Protection for other systems
Some codes or practices aimed at providing safety for persons, when they are correctly applied, can also provide some equipment protection.
For instance, the general practice of telephone companies is to provide a surge protector as part of their services at the point where the telephone line enters the house (in dense urban environments, the National Electrical Code allows an exception). This protector is known as the "Network Interface Device" (NID) and you will find it on the outside of your house.
Another example of code requirement is that of cable TV systems for which the National Electrical Code requires proper safety-oriented grounding practices. The problem, however, is that in some cases, the video equipment can still be damaged by voltage differences.
With the increasing popularity of small-dish satellite receivers, installation by the user as do-it-yourself has also increased. Typical instructions for installation show how to make the connections, for instance in the figure at right. What the figure does not show is the need to provide a combined protector for power, telephone, and cable.
A well pump installed outside the house presents a double challenge: protection the pump motor itself against surges, and protection the house wiring against surges that might enter the house by the line that powers the pump. The first protection is generally built-in for modern submersible pumps. The second protection should be provided by surge protector installed at the point where the power line to the pump leaves the house, using protectors similar to those applied at the power line service entrance.

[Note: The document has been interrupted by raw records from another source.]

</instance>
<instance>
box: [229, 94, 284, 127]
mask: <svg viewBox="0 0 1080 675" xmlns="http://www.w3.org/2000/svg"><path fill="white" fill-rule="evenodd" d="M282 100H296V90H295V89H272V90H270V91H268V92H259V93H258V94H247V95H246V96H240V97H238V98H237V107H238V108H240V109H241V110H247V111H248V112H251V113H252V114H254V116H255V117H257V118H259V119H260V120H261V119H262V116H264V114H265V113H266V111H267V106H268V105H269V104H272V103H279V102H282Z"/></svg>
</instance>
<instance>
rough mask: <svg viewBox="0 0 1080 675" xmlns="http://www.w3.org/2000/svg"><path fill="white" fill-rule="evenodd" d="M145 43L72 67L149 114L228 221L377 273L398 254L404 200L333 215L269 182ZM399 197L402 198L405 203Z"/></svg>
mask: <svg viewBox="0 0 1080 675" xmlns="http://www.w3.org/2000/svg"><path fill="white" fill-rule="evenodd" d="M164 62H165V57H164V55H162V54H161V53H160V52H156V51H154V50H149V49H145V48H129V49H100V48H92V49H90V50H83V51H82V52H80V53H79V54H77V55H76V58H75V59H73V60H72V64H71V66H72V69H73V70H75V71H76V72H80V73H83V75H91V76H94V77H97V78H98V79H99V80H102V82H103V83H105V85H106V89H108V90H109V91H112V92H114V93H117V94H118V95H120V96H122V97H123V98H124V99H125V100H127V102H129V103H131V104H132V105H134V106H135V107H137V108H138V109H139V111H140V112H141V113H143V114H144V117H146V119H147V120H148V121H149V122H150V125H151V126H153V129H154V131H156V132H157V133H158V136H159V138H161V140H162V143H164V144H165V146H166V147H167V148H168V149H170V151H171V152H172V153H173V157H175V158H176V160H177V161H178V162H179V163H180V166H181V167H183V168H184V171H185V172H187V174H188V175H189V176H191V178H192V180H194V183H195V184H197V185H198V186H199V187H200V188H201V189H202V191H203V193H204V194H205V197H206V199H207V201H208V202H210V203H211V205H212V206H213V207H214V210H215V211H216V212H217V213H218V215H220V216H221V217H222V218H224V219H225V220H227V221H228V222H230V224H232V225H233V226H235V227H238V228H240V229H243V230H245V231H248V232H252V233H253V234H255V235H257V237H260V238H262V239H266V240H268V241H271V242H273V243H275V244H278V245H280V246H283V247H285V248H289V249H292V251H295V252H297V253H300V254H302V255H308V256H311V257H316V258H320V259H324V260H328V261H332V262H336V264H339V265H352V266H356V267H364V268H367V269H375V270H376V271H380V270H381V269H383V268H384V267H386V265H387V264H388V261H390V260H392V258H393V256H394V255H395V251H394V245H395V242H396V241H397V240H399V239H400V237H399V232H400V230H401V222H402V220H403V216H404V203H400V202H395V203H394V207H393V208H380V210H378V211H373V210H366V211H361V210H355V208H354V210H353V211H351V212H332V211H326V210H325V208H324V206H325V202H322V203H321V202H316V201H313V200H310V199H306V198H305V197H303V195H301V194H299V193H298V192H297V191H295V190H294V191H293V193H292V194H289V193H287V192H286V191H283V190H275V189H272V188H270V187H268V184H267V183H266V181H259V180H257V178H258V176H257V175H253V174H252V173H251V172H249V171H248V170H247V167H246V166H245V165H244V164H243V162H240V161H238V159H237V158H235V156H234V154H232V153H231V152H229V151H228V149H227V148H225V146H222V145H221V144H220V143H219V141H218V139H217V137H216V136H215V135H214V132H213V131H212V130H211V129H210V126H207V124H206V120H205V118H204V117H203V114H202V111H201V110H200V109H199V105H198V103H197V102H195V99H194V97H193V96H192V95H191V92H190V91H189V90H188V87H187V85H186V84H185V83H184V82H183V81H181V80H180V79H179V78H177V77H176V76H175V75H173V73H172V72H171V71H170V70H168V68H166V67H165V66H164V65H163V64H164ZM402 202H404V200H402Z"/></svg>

Intruder alarm systems using wires between sensors and their central control unit can be disturbed -and damaged in severe cases -by lightning striking close to the house. The wires necessary for this type of installation extend to all points of the house and act as an antenna system that collects energy from the field generated by the lightning strike, and protection should be included in the design of the system, rather than added later by the owner. Wireless systems are less sensitive than wired systems.